[Date Prev][Date Next][Thread Prev][Thread Next][Date Index][Thread Index]

Re: 20011103: Characterization of data load on LDM and predicting impacts on LDM queue load



>To: address@hidden
>From: Gregory Grosshans <address@hidden>
>Subject: Characterization of data load on LDM and predicting impacts on LDM 
>queue load
>Organization: NOAA/SPC
>Keywords: 200111022252.fA2MqI102912 LDM performance

Gregg,

> Thanks for the response.  We are using LDM 5.1.2.  In regards to
> pbuf_flush log messages, when should one become concerned about
> them, if at all?  You also mentioned Unidata will be watching
> motherlode to see how it handles the increased radar data and if it
> can't handle it you may farm out some of the data and processing to
> another machine.  How will you determine that motherlode can't
> handle the increased data (e.g. corrupted gempak decoded files like
> metar, a larger number of pbuf_flush messages, the load on the
> system climbing high)?

It may be that you are getting pbuf_flush messages as an artifact of
trying to process very large products through pqact.  The code in
pqact that's writing the messages is just testing if it takes longer
than 1 second to write a product, either to a file or to a pipe, and
if so, it emits the message.  I think this code was written back when
no products were bigger than about 20Kbytes, so maybe the arbitrary 1
second threshold needs to be larger.  I think the intent was just to
indicate when pqact was falling behind, either because of slow writes
or slow decoders.  It looks like almost all you pbuf_flush messages
would go away if that threshold were set to 10 seconds instead of 1
second.  The relevant code is in pqact/pbuf.c, line 190:

#ifdef INSTRUMENT
        gettimeofday(&afta, 0);
        diff = diff_timeval(&afta, &b4);
        if(diff.tv_sec > 1)
        {
                uerror("pbuf_flush %d: time elapsed %3ld.%06ld",
                        buf->pfd,
                        diff.tv_sec, diff.tv_usec
                        ); 
        }
#endif

It looks like another way to eliminate these messages from your log
file would be to undefine the "INSTRUMENT" macro and recompile, but I
haven't tested that.

But I wouldn't worry too much about these messages; the products are
getting filed/decoded, but it's taking a while.  You might look for
ways to put less load on pqact or the processes it calls by filing
products in larger batches or optimizing the decoders you are using or
doing some of the processing on a different machine.
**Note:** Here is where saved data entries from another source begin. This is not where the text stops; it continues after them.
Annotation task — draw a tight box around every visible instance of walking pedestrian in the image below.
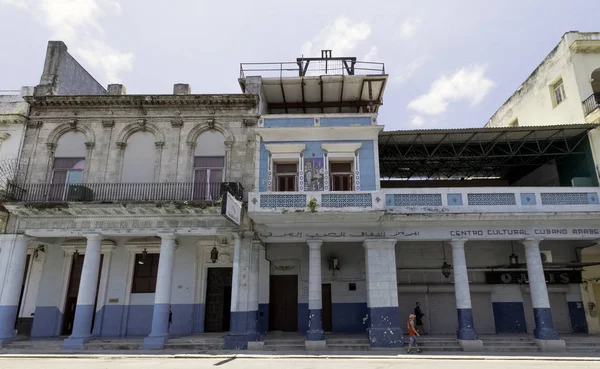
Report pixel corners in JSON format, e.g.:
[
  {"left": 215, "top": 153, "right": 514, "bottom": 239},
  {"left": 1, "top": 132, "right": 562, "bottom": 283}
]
[
  {"left": 407, "top": 313, "right": 422, "bottom": 354},
  {"left": 414, "top": 302, "right": 428, "bottom": 335}
]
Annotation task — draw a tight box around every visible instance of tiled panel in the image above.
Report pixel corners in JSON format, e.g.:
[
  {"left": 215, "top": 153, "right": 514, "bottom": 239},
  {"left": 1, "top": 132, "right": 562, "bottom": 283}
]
[
  {"left": 393, "top": 194, "right": 442, "bottom": 206},
  {"left": 467, "top": 193, "right": 516, "bottom": 206},
  {"left": 321, "top": 193, "right": 372, "bottom": 208},
  {"left": 260, "top": 194, "right": 307, "bottom": 208},
  {"left": 540, "top": 192, "right": 599, "bottom": 205}
]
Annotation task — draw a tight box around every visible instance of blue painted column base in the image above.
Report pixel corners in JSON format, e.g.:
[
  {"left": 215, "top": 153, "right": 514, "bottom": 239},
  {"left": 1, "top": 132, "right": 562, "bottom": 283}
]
[
  {"left": 0, "top": 305, "right": 18, "bottom": 346},
  {"left": 62, "top": 337, "right": 91, "bottom": 350},
  {"left": 457, "top": 308, "right": 478, "bottom": 340},
  {"left": 533, "top": 308, "right": 559, "bottom": 340},
  {"left": 225, "top": 311, "right": 251, "bottom": 350},
  {"left": 143, "top": 336, "right": 169, "bottom": 350},
  {"left": 306, "top": 309, "right": 325, "bottom": 341},
  {"left": 367, "top": 307, "right": 403, "bottom": 347},
  {"left": 246, "top": 310, "right": 260, "bottom": 342},
  {"left": 224, "top": 334, "right": 249, "bottom": 350}
]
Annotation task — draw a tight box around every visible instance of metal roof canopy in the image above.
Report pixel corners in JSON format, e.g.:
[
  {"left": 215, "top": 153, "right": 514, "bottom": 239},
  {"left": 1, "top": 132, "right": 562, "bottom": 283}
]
[
  {"left": 239, "top": 51, "right": 387, "bottom": 114},
  {"left": 378, "top": 124, "right": 598, "bottom": 181}
]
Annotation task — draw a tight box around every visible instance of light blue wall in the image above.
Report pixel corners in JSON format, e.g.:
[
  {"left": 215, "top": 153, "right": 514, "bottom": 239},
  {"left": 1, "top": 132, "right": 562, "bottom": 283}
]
[
  {"left": 320, "top": 117, "right": 371, "bottom": 127},
  {"left": 31, "top": 244, "right": 65, "bottom": 337},
  {"left": 258, "top": 140, "right": 376, "bottom": 191},
  {"left": 264, "top": 118, "right": 314, "bottom": 128},
  {"left": 263, "top": 117, "right": 372, "bottom": 128}
]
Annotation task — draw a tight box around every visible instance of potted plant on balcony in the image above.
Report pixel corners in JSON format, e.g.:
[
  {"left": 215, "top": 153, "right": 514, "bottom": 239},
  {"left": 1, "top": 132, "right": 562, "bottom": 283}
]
[{"left": 307, "top": 197, "right": 318, "bottom": 213}]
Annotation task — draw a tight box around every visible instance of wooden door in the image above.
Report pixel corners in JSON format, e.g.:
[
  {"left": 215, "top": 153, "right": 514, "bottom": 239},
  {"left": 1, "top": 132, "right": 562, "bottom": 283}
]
[
  {"left": 204, "top": 268, "right": 233, "bottom": 332},
  {"left": 269, "top": 275, "right": 298, "bottom": 332},
  {"left": 322, "top": 283, "right": 332, "bottom": 332},
  {"left": 61, "top": 254, "right": 103, "bottom": 336}
]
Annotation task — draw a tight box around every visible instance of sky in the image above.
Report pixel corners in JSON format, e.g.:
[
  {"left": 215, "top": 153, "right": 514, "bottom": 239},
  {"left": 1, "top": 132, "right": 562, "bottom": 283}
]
[{"left": 1, "top": 0, "right": 599, "bottom": 131}]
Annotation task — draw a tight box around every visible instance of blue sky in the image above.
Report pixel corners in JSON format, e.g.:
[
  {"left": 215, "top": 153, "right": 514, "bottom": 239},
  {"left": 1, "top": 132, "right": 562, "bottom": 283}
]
[{"left": 1, "top": 0, "right": 599, "bottom": 131}]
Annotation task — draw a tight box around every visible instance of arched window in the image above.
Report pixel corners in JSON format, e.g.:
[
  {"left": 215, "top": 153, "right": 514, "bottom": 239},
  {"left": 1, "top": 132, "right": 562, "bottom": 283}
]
[
  {"left": 50, "top": 131, "right": 86, "bottom": 200},
  {"left": 52, "top": 131, "right": 86, "bottom": 184},
  {"left": 194, "top": 131, "right": 225, "bottom": 200},
  {"left": 121, "top": 131, "right": 156, "bottom": 182}
]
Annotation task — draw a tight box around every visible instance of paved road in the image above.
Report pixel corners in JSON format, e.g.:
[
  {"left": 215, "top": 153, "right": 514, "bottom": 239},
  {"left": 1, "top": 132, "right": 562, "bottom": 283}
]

We would probably determine that motherlode couldn't handle the load
by seeing product latencies climb uniformly to all downstream sites, or
by noticing that pqact couldn't keep up with handling all the products
in the queue in a timely fashion.  Determining when a product is first
inserted in the queue and how much later pqact finishes with it can be
done with verbose logging.

--Russ